Template specialization provides special implementations for specific types, available as function template specialization and class template specialization.

Full Specialization

template<class Param1, class Param2>
class DataContainer
{
public:
    DataContainer() { std::cout << "DataContainer<Param1, Param2>" << std::endl; }
private:
    Param1 member1;
    Param2 member2;
};

template<>
class DataContainer<int, char>
{
public:
    DataContainer() { std::cout << "DataContainer<int, char>" << std::endl; }
private:
    int member1;
    char member2;
};

void TestFunction()
{
    DataContainer<int, int> container1;
    DataContainer<int, char> container2;
}

Partial Specialization

Partial specialization imposes additional constraints on template parameters.
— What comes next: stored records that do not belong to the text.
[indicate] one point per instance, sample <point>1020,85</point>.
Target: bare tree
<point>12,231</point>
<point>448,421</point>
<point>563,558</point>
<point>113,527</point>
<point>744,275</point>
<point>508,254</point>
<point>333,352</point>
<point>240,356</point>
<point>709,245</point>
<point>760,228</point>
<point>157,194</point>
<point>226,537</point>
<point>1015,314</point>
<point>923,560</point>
template<class T1, class T2>
class DataContainer
{
public:
    DataContainer() { std::cout << "DataContainer<T1, T2>" << std::endl; }
private:
    T1 member1;
    T2 member2;
};

Partial Parameter Specialization

Specializing only some template parameters:

// Specialize second parameter as int
template <class Type1>
class DataContainer<Type1, int>
{
public:
    DataContainer() { std::cout << "DataContainer<Type1, int>" << std::endl; }
private:
    Type1 member1;
    int member2;
};

Parameter Restriction Specialization

Imposing additional constraints on template parameters:

// Pointer specialization
template <typename P1, typename P2>
class DataContainer <P1*, P2*>
{ 
public:
    DataContainer() { std::cout << "DataContainer<P1*, P2*>" << std::endl; }
private:
    P1 member1;
    P2 member2;
};

// Reference specialization
template <typename R1, typename R2>
class DataContainer <R1&, R2&>
{
public:
    DataContainer(const R1& d1, const R2& d2)
        : member1(d1)
        , member2(d2)
    {
        std::cout << "DataContainer<R1&, R2&>" << std::endl;
    }
private:
    const R1 & member1;
    const R2 & member2;
};

void TestSpecialization()
{
    DataContainer<double, int> cont1;      // Calls int specialization
    DataContainer<int, double> cont2;      // Calls base template
    DataContainer<int*, int*> cont3;       // Calls pointer specialization
    DataContainer<int&, int&> cont4(5, 10); // Calls reference specialization
}

Specialization Requirements

Function template specialization requires:

• Existing base function template
• Empty angle brackets following template keyword
• Function name followed by angle brackets specifying specialized types
• Parameter list identical to base template function

Template Separate Compilation

Separate Compilation Concept

Separate compilation involves multiple source files compiling individually into object files, then linking into a single executable.

Template Separate Compilation Issues

When template declarations and definitions separate across files:

// header.h
template<class T>
T Add(const T& x, const T& y);

// implementation.cpp
template<class T>
T Add(const T& x, const T& y)
{
    return x + y;
}

// main.cpp
#include "header.h"
int main()
{
    Add(5, 10);
    Add(5.5, 10.5);
    return 0;
}

This approach fails because templates don't instantiate without type information, preventing symbol table generation.

Solutions:

• Place declarations and definitions in the same file (.hpp or .h recommended)
• Explicit instantiation at definition location (not recommended)

Template Summary

Advantages:

• Code reuse and resource conservation through template libraries like STL
• Enhanced code flexibility

Disadvantages:

• Code bloat and increased compilation time
• Complex and confusing error messages